Néanmoins, cette démonstration documentaire finit par intriguer. Peu à peu le doute s’installe sur la réalité de cette musique et sur la nature de cette collection…

« Figures énigmatiques » et « On dirait le Sud »

Le troisième espace présente une sélection d’autres albums de la collection autour de deux thèmes « Figures énigmatiques » et « On dirait le Sud »…

LP Company, « LP Collection, les trésors cachés de la musique underground - Figures énigmatiques », Rencontres 2015, Arles
LP Company, « LP Collection, les trésors cachés de la musique underground – Figures énigmatiques », Rencontres 2015, Arles

Pour la première série, une vingtaine d’albums sont regroupés autour de pochettes sur lesquelles les « visages se dérobent et les identités [sont] floues »… La référence au bébé nageur du « Nervermind » de Nirvana  est clairement formulée.
L’accrochage reproduit  le même protocole pour chaque album. La pochette du disque est accompagnée de la photographie originale et d’un texte où les musiciens répondent aux questions « qui est sur la pochette ? » et « dans quelles circonstances la photographie a-t-elle été prise ? »

Anecdotique à souhait, l’ensemble est amusant, intriguant plus rarement sarcastique ou humoristique. On reste stupéfait ou ne pas dire incrédule devant un tel travail de recherche documentaire et surpris par une collaboration aussi parfaite des musiciens…

Pour « On dirait le Sud », la proposition est construite à partir de la chanson de Nino Ferrer « Le Sud », paru en 1975. Le texte de salle précise : « Suivant leur intuition, Laurent et Patrick ont entrepris une recherche systématique d’albums parus en 1975 et dont l’imagerie et les thématiques puisaient de manière claire ou oblique au Sud de la France comme pays de cocagne et terre d’inspiration ». La suite de ce texte renvoie au contexte économique, politique et culturel du milieu des années 70. Il est impossible de pas y percevoir espièglerie ou ironie…

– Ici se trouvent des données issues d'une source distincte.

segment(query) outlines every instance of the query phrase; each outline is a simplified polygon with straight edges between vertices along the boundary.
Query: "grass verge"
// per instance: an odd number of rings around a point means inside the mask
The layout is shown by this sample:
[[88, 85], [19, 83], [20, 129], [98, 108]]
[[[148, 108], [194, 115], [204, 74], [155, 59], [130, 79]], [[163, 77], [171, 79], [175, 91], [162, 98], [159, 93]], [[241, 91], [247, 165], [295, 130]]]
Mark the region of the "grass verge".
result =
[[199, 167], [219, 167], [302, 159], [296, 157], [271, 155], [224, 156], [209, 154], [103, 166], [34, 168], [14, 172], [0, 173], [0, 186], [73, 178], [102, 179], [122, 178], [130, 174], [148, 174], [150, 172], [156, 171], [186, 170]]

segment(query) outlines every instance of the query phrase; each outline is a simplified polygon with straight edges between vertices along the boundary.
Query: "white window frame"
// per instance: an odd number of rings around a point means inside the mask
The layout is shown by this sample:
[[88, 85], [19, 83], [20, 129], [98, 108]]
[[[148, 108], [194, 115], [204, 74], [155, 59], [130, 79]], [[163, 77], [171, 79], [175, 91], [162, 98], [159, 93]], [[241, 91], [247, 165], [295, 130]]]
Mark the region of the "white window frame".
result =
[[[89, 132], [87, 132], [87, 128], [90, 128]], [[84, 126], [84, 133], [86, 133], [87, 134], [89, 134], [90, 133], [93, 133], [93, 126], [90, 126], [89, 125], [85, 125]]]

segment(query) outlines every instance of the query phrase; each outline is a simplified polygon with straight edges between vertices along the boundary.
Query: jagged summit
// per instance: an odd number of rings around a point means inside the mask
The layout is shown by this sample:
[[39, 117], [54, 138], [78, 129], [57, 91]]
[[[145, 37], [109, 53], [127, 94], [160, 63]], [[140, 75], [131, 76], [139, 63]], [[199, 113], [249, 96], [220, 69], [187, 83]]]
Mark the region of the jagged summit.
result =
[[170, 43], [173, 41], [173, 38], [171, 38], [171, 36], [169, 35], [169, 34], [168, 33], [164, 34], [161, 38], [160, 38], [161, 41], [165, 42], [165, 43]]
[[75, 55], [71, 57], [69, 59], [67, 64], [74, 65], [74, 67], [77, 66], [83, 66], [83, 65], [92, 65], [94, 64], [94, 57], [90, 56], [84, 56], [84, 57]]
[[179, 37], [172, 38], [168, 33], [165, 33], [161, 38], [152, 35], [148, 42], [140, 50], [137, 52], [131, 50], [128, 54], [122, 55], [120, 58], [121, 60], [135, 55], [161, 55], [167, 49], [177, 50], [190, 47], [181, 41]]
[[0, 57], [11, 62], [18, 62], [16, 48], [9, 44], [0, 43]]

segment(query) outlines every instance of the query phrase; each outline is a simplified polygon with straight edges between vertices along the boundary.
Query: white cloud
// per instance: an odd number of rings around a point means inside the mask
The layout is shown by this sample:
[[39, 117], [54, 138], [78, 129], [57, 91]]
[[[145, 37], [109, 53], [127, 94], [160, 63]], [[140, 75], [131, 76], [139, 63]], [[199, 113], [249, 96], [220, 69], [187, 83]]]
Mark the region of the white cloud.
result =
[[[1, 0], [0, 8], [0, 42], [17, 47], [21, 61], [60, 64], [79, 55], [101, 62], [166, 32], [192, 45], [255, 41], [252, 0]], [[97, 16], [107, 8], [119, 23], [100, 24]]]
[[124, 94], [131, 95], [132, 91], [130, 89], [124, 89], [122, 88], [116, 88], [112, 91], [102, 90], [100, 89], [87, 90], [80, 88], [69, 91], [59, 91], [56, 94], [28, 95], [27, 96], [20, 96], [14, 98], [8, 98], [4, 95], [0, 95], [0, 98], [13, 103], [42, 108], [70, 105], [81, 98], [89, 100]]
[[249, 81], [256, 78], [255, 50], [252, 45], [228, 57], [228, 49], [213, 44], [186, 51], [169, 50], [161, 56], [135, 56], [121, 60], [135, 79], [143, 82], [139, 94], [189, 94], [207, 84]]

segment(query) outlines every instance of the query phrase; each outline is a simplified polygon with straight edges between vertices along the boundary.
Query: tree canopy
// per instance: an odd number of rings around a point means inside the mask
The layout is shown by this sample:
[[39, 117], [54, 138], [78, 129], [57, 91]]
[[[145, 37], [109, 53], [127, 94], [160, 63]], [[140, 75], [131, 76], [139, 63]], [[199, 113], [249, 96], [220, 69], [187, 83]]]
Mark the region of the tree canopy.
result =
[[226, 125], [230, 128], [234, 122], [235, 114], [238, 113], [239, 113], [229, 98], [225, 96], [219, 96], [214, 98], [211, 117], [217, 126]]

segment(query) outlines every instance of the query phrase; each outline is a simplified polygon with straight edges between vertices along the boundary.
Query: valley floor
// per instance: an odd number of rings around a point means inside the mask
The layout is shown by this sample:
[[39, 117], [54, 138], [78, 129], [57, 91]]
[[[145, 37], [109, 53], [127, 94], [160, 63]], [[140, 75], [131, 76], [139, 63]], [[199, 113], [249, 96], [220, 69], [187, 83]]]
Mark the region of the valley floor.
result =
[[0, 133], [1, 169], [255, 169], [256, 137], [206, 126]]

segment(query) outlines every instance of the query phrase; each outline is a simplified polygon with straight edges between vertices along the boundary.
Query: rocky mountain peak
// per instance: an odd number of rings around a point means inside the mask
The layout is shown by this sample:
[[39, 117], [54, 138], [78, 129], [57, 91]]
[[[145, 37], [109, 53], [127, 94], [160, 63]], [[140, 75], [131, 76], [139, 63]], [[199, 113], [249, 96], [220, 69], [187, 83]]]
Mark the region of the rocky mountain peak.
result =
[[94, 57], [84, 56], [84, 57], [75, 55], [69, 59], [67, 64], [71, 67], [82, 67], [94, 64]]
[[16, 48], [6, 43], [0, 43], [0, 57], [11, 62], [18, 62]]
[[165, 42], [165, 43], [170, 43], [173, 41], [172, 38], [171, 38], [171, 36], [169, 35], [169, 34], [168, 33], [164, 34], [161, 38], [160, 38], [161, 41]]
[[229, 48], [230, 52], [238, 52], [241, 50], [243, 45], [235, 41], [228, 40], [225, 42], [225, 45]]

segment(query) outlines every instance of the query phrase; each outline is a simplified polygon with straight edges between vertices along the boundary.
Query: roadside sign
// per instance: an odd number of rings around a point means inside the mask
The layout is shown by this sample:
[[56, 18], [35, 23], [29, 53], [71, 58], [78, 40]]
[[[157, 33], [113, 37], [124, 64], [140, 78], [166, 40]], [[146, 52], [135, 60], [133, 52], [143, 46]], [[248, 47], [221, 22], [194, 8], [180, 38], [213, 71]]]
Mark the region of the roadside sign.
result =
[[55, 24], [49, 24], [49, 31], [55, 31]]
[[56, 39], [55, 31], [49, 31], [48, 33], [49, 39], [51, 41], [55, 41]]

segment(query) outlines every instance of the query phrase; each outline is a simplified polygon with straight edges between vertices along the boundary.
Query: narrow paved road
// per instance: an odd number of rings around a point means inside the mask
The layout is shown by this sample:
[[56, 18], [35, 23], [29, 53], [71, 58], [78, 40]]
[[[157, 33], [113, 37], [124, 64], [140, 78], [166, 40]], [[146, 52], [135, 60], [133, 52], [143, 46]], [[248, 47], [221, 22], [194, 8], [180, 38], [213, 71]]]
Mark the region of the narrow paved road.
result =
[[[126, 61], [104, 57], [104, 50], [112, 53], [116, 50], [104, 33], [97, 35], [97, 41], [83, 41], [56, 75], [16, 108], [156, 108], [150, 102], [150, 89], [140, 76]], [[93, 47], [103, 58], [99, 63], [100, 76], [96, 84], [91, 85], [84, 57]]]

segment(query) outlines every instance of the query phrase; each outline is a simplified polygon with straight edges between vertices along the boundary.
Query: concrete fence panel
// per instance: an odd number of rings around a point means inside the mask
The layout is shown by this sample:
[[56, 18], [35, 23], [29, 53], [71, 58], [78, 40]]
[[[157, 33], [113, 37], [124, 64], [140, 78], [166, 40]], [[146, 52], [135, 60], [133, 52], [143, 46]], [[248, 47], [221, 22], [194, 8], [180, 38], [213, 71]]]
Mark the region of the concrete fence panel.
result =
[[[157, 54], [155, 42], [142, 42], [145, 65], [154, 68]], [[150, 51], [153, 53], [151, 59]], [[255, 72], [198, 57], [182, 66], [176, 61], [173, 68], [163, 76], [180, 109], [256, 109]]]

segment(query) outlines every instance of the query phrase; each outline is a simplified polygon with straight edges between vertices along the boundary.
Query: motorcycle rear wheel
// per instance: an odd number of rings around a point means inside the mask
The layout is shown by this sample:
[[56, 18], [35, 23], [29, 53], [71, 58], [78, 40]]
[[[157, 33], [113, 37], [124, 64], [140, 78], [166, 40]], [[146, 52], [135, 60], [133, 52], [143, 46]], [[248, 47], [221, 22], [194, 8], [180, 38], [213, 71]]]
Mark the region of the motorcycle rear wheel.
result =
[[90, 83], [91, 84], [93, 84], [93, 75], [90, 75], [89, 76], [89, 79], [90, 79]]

Le doute n’est pratiquement plus permis, cette collection est très certainement un faux !

« LP Company : un label musical »

Le dernier espace « LP Company : un label musical » confirme paradoxalement  mesure cette idée de collection imaginaire. Il propose l’écoute de réels morceaux de musique édités par LP Company, accompagnés de la diffusion de vidéoclips…

Toutefois, ce ne sont que des « reprises » des titres originaux et imaginaires de la collection !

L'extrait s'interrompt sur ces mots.